Closed this issue · 2 comments

Hi,

Thanks for your contribution, and I am interested in this work. I read the code for a while but could not successfully roll out a JSSP instance using this env.

I appreciate it if you can provide a simple code snippet to show how to use this env to rollout an instance with random action.

Best regards,
Cong

Hi Cong,

I read your paper Learning to Dispatch for Job Shop Scheduling via Deep Reinforcement Learning, and it is an excellent contribution to this CO+RL field.

The simulator's transition function is designed to support two types of MDP transitions explained in section 3.2/3 of Learning to schedule job-shop problems: Representation and policy learning using graph neural network and reinforcement learning .

The first and second snippets simulate the MDP of 3.2 and 3.3, respectively.

sim = FT06()
T_max = 100000

done = False
while True:
    _, _, done = sim.observe()
    if done:
        break
    
    for m in sim.machine_manager.get_machines():
        if m.available():
            sim.transit() # assign random action (operation)
            _, r, _ = sim.observe()

    sim.global_time += 1
    sim.machine_manager.do_processing(sim.global_time)
print(sim.global_time)
sim = FT06()
while True:
    available_m_ids, aggregated_reward, done = sim.flush_trivial_ops()
    if done:
        break
    
    for i, m_id in enumerate(available_m_ids):
        sim.transit() # assign random action (operation)
    
print(sim.global_time)

I hope this can answer your question.

Sincerely,
Junyoung

Congratulation on your IJPR paper, nicely done!

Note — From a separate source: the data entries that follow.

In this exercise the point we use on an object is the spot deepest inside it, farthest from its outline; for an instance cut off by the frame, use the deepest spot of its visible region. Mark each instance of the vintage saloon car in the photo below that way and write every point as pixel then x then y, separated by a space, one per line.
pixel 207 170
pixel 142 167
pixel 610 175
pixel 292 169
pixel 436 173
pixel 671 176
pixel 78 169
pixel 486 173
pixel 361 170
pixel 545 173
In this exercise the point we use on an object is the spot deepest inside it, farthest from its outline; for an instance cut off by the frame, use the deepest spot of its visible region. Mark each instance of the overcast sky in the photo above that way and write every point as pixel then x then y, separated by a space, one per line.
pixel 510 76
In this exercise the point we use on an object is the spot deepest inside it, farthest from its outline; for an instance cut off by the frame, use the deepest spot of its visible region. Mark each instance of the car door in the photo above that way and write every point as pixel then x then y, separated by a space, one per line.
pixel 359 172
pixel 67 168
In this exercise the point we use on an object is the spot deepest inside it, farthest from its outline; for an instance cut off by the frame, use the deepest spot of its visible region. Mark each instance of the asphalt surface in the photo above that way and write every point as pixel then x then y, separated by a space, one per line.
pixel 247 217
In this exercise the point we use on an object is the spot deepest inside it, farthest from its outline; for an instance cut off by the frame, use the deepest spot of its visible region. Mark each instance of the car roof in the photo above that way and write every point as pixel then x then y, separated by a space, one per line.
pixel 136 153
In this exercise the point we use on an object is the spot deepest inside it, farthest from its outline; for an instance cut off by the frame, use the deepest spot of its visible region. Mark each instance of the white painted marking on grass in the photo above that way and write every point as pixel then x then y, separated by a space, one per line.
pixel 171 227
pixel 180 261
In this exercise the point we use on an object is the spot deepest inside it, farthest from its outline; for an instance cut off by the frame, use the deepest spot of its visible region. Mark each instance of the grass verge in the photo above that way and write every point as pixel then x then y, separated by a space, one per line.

Thank you for your codes, they are helpful. I figured out a rollout myself a while ago by reading your code. Here is my rollout fn corresponding to your efficient MDP formulation (section 3.3),

def rollout(s, verbose=True):
    s.reset()
    done = False
    while True:
        do_op_dict = s.get_doable_ops_in_dict()
        all_machine_work = False if bool(do_op_dict) else True

        if all_machine_work:  # all machines are on processing. keep process!
            s.process_one_time()
        else:  # some of machine has possibly trivial action. the others not.
            _, _, done, _ = s.flush_trivial_ops(reward='makespan')  # flush the trivial action
            if done:
                break  # env rollout finish due to trivial action flush
            g, r, done = s.observe(return_doable=True)
            s.transit()
        if done:
            break  # env rollout finish due to transition
    if verbose:
        print('All job finished, makespan={}.'.format(s.global_time))

s = Simulator(6, 6, verbose=False)
rollout(s)

which gives the same makespan as your example.

Compared with your example, I found some redundant codes in my function. Your code provides me a better understanding of the environment, thanks a lot!